Taken together, miRNAs may have 2 unique functionalities in control of EPC secretome: precise regulation of post-transcription of a single gene, and synchronous post-transcriptional inhibition of a number of genes that are functionally interdependent. Moreover, miRNAs may contribute to manipulation of cytokine level within the optimal range by offering a negative regulatory effect that partially counterbalances positive transcriptional and post-transcriptional regulatory mechanisms.
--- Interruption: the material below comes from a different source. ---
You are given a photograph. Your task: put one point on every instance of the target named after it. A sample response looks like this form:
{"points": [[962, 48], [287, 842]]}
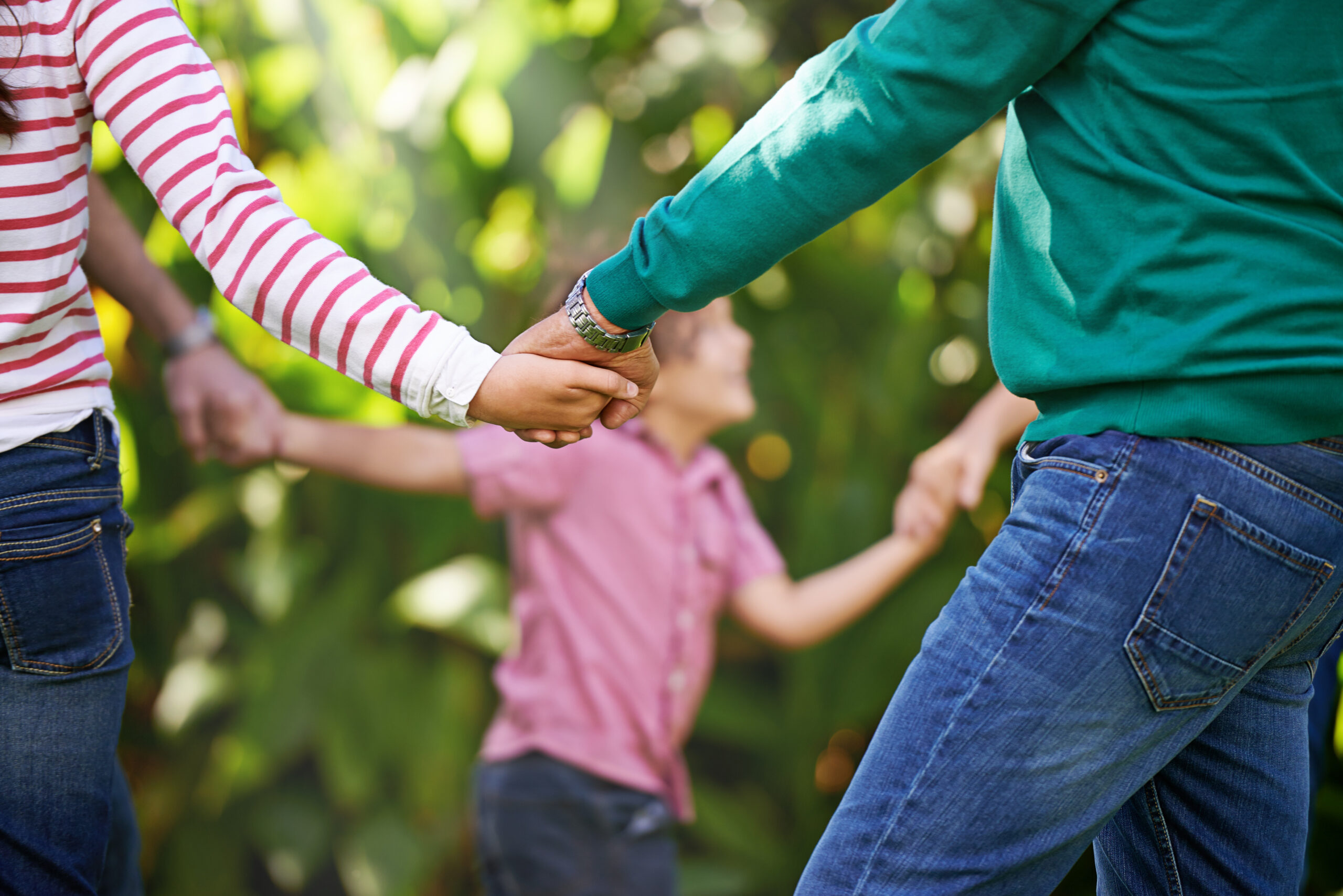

The processing of miRNA biogenesis, function and degradation, which involves a range of mechanisms, has an important role in miRNA-mediated therapeutic effects on EPC paracrine function. Numerous protein-protein and protein-RNA interactions would be involved in the regulation of miRNA transcription, processing and stability [39]. Many transcription factors (TFs) and other proteins regulate miRNA expression and processing positively or negatively by interacting with Drosha, Dicer or miRNA precursors. For example, Zcchc11, a ribonucleotidyltransferase, regulated IL-6 production by uridylating miR-26a [40]. Drosha and Dicer generally operate in complexes with double-stranded RNA binding proteins (dsRBPs), such as DGCR8 and TRBP. Arsenite resistance protein 2 (ARS2), a component of the nuclear cap-binding complex, interacts with Drosha and is required for pri-miRNA stability and processing. Argonaute (AGO) proteins and GW182 proteins are key factors in the assembly and function of miRISCs. All these proteins could regulate miRNAs and affect the significance of miRNAs as therapeutic targets and tools for manipulating EPC secretome [39,41].

To apply miRNAs for therapeutic intervention in EPCs, 3 strategies may be involved: The first strategy aims to inhibit miRNAs by using miRNA antagonists, such as anti-miRs, locked-nucleic acids (LNA), or antagomiRs. These miRNA antagonists are chemically engineered oligonucleotides with sequences complementary to the mature target miRNA which then are trapped in a configuration that is unable to be processed by RISC, or lead to degradation [29]. The second strategy involves the introduction of a miRNA mimic to restore a loss of function or enhance the function by over-expression of a miRNA of interest. miRNA mimics are chemically synthesized, double-stranded RNAs that act as functional equivalents to endogenous functional miRNAs [24]. The third strategy is to use DNA-based vectors (viruses, plasmids) expressing miRNA genes [32,42]. Transfection methods of miRNAs are the same as small interfering RNAs (siRNAs). miRNAs including miRNA mimics, inhibitors and pre-miR miRNA precursors can be delivered to cells by a variety of means including lipid-mediated transfection [32], electroporation and microinjection. In order to evaluate the possible effects of miRNAs on EPC paracrine activity, cytokine secretion and production can be analyzed by ELISA, quantitative PCR and protein immunoblot.

Conclusions

Mounting evidence suggests that EPCs contribute to cardiovascular protection not only by direct participation in tissue homeostasis, but mainly via paracrine mechanisms, but the application based on EPC paracrine effects is limited because multiple factors, including some pathogenic factors, might be functioning synergistically and because regulation of therapeutic concentration remains to be investigated and represents a difficult task. Although few studies have been conducted to examine the potential effects of miRNAs in EPCs, miRNAs may function as post-transcriptional regulators of gene expression and thereby provide a novel and promising strategy to promote paracrine function of EPCs while minimizing its adverse consequences.